A good futurist can come up with all kinds of outcomes for humanity, but for those of us consumed by space exploration, a recent article in The Economist sketches a particularly bleak possibility. Forget about the stars. For that matter, forget about Mars, even the Moon. The new reality is emerging in the symbolic end of the Space Shuttle program and the eventual de-orbiting of the International Space Station. It’s a reality based on a space program that fares no higher than geostationary orbit and the growing technosphere that encloses us like a planetary ring.

The End of the Space Age is a cautionary tale about an all too real possibility, one that dismisses those anxious to move into the Solar System as ‘space cadets,’ while invoking the space ideas of the 1950s and 60s as an almost surreal excursion that quickly gave way to the outright fantasy of ‘Star Trek.’ The Economist will have none of the old optimism, the vision of ever expanding humanity pushing out to build an infrastructure throughout the inner planets and beyond. The view is stark. Declaring that the Space Age is probably over, the article adds:

The future… looks bounded by that new outer limit of planet Earth, the geostationary orbit. Within it, the buzz of activity will continue to grow and fill the vacuum. This part of space will be tamed by humanity, as the species has tamed so many wildernesses in the past. Outside it, though, the vacuum will remain empty. There may be occasional forays, just as men sometimes leave their huddled research bases in Antarctica to scuttle briefly across the ice cap before returning, for warmth, food and company, to base. But humanity’s dreams of a future beyond that final frontier have, largely, faded.
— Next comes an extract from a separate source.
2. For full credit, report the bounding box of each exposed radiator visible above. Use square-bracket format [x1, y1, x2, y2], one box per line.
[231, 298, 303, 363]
I bring you this counterbalance to our usual explorations as a way of pointing out that missions to the stars — or even the outer planets — are by no means inevitable, even if people like myself operate with a conviction that they will happen. One of the things that confounds predictions about when and if a true interstellar mission will fly is that history does not always follow a straight path. Cultures can turn inward, technologies can be turned to frivolous ends or disappear altogether, learning can be all but lost as it was for a lengthy period in the European dark ages.

But what The Economist is talking about isn’t a new period of darkness as much as a coming era of content with our own planet. After all, what the Space Age has delivered so far is impressive, and not just in our far-flung robotic missions. Out there at 36,000 kilometers where the telecommunications satellites orbit and extending down to low Earth orbit, our satellites give us global positioning systems and finely tuned weather forecasts, not to mention spy capabilities that change the equations of war. What if the sheer cost of space and growing public indifference put an end to further explorations?
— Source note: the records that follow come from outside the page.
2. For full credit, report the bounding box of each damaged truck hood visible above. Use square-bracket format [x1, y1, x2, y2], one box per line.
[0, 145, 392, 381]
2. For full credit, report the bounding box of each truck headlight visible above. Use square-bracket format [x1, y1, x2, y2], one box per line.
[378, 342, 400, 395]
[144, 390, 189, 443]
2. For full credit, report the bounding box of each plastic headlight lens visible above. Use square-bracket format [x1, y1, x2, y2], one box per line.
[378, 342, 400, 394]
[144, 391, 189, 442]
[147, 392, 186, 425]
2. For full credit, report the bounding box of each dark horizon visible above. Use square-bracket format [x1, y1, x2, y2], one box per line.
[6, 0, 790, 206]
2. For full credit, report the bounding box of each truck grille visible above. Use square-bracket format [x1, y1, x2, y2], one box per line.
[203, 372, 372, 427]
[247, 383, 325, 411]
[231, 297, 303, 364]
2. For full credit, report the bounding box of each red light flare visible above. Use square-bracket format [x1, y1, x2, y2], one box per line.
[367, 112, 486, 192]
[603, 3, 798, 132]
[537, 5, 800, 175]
An exhausted world economy, thinks The Economist, will pull us back to Earth:

With luck, robotic exploration of the solar system will continue. But even there, the risk is of diminishing returns. Every planet has now been visited, and every planet with a solid surface bar Mercury has been landed on. Asteroids, moons and comets have all been added to the stamp album. Unless life turns up on Mars, or somewhere even more unexpected, public interest in the whole thing is likely to wane. And it is the public that pays for it all.
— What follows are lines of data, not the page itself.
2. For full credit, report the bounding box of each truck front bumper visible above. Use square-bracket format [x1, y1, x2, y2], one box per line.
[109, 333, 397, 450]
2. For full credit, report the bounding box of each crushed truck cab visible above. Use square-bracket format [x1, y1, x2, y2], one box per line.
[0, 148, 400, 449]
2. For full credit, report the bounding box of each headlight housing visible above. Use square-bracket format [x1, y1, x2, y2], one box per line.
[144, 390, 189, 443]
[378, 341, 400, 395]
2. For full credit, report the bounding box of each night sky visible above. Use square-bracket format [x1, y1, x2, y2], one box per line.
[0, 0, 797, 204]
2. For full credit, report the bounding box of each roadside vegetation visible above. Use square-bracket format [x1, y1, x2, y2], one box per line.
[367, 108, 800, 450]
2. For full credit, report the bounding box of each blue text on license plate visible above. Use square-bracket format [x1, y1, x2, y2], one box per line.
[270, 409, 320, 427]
There are answers to all these ideas, but the point is that those of us who believe in a human future throughout the Solar System are going to find ourselves challenged at every turn to explain why such an outcome is even possible, much less desirable. We’re at that juncture where government space efforts are being supplanted by commercial ventures like those of Elon Musk and Sir Richard Branson, a time when we have to find something on which to hang the space program beyond expensive space tourism. Maybe Robert Zubrin has found one way forward through his suggestion of using a bevy of SpaceX heavy-lift vehicles to haul materials to Mars for an early human outpost there. But SpaceX has to succeed with that vehicle first.

As commercial space efforts move forward, a broader defense of a human future in space has to take the long-term view. Given the dangers that beset our planet, from ecological issues to economic turmoil and the potential for war, can we frame a solution that offers a rational backup plan for humanity? Planetary self-defense also involves the need for the tools to alter the trajectory of any object with the potential to strike the Earth with deadly force, and that means expanding, not contracting, our space-borne assets. Such work is not purely technical. It also teaches the invaluable lesson of multi-generational responsibility and holds out the promise of frontiers. Such challenges have enriched our early history and provide us a clear path off our planet.

We’re also a curious species, and it’s hard to see us pulling back from the challenge of answering the crucial question of whether we are alone in the galaxy. There is a huge gap, as The Economist points out, between where we stand with space technology today and where we fantasized being as we looked forward from the Apollo days. But a case can be made for steady and incremental research that gives us new propulsion options and broadens our knowledge of how life emerges even as it protects our future. A future that includes gradual expansion into space-based habitats and the exploitation of our system’s abundant resources is an alternative to The Economist’s vision, and it’s one the public needs to hear. The infrastructure that it would build will demand the tools and the skills to move ever deeper into our system and beyond.